Gaza, on the other hand, is a maximum-security facility. It is difficult to visit and impossible to leave. We allow in essential food, water, and electricity so that the prisoners don’t die. Apart from that, we don’t really care about them—that is unless they approach the prison fence, or the “forbidden” perimeter, where anyone who wanders too close is shot, or if they try to throw something over the fence.

Palestine 1.
A Palestinian relative mourns during the funeral of four members of the Moamer family, including a 26-year-old militant of the Hamas movement, after they were killed in an Israeli air strike in Gaza on July 14, 2014.

Photo by Said Khatib/AFP/Getty Images

Indeed, they occasionally throw some homemade bombs made of things they’ve managed to smuggle into prison, and when they fall on our heads, it is really unpleasant. So we send our snipers to the watchtowers built around the prison and shoot them like fish in a barrel until they calm down. And when they finally do calm down, we cease firing because we are not the kind of bastards who shoot people for fun.

In the last five years, the minimum-security prison has been pretty calm, but there have been some riots in the maximum-security one, which we have managed to control with the usual routine. Still, even when both facilities were calm, we obviously didn’t open the prison doors. Rather, we made the walls higher and decreased the size of the prison yard; after all, we needed some of it for ourselves.

When we are asked why don’t we free the prisoners, we explain that they refused to sign their parole papers because they don’t like our terms. For example, they don’t like that the release will be gradual, lasting 10 years or more, or that they will have to allow us to keep all kinds of items that we took from them when they were first locked up.

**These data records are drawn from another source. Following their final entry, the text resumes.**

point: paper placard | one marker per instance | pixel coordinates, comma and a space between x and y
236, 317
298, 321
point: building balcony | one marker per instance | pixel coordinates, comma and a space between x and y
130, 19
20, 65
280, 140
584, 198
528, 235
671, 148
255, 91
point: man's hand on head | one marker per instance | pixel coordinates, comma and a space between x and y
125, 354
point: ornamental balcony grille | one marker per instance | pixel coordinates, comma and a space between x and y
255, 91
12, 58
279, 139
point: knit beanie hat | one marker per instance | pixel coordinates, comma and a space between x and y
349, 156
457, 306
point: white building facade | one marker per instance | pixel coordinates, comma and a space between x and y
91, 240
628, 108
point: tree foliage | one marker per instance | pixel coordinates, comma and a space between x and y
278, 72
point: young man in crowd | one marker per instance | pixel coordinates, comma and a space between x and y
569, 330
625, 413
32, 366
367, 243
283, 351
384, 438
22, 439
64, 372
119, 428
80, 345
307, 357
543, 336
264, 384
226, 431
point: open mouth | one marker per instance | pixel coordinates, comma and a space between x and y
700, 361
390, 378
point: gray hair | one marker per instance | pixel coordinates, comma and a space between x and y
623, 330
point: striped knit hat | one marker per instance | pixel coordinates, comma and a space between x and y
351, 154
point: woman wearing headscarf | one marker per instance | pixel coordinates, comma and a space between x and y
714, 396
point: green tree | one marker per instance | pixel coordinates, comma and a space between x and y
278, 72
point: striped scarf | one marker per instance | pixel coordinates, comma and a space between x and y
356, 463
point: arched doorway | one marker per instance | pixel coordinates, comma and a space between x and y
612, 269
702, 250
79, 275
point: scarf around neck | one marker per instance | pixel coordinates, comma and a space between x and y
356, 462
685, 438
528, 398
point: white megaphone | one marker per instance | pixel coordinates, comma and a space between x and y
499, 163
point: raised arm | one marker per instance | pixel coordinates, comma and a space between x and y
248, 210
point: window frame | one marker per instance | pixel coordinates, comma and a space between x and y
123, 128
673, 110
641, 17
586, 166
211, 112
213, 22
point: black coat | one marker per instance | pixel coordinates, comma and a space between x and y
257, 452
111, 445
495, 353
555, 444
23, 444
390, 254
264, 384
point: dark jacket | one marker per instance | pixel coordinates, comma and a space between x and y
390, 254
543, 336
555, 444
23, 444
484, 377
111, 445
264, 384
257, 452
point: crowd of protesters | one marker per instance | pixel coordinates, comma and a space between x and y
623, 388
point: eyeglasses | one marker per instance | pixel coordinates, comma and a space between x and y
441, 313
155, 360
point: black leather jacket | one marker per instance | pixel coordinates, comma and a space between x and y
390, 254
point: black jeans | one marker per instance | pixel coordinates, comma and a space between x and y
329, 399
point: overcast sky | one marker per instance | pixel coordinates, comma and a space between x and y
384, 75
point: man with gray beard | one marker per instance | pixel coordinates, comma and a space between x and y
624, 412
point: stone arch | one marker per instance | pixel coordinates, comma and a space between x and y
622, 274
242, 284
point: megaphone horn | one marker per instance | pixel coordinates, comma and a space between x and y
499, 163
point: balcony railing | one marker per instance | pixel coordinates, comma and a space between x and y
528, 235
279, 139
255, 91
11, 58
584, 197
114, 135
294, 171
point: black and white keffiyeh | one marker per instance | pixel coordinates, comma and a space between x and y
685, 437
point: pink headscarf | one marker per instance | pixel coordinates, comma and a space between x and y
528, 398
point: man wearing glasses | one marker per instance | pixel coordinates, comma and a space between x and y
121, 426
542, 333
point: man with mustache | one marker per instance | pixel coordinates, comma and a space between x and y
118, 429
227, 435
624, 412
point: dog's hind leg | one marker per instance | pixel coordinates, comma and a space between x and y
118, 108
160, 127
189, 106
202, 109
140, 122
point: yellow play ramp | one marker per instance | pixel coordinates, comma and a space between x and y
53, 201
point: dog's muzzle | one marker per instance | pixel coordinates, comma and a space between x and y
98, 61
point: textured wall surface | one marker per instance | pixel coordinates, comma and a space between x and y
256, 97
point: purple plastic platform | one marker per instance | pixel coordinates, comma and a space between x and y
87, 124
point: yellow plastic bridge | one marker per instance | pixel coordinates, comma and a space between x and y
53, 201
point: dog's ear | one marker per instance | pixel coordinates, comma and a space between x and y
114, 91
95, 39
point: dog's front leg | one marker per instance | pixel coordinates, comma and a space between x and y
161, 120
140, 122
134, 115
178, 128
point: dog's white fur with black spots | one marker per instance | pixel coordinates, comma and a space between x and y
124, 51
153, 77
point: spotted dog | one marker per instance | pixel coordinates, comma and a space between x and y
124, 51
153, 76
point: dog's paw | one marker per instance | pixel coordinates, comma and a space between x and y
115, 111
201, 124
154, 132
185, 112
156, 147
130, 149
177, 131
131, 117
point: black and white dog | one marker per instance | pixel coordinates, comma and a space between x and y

In addition, the head of prison intelligence compiled a report, which unequivocally states that every prisoner, each and every one of them, hates the prison guards. And as long as that is the case, there is really nothing to discuss as far as we are concerned.

The prison facilities now hold a total of 3.5 million people—an entire nation—all sentenced to life. Under such conditions, prisoners can turn to desperate measures, such as suicide missions, digging long tunnels, or swimming miles and storming our tanks with their old rifles. Often it ends up with a killing that looks like it was taken from some old video game. On the rare occasions that they do kill one of our guards, they hold celebrations in the prison, and we become even more sickened by them. This, of course, also causes us to fear the day that they find a way to break down the walls.

I believe the prisoners will never love those who have locked them up, but there is a good chance that their children might be able to forgive—if for no other reason than a desire to move on with their lives. Naturally, there is only one way for this healing process to begin, and it has nothing to do with the fish and the barrel approach.

Hold your fire. Tear down the prison walls. Set the prisoners free.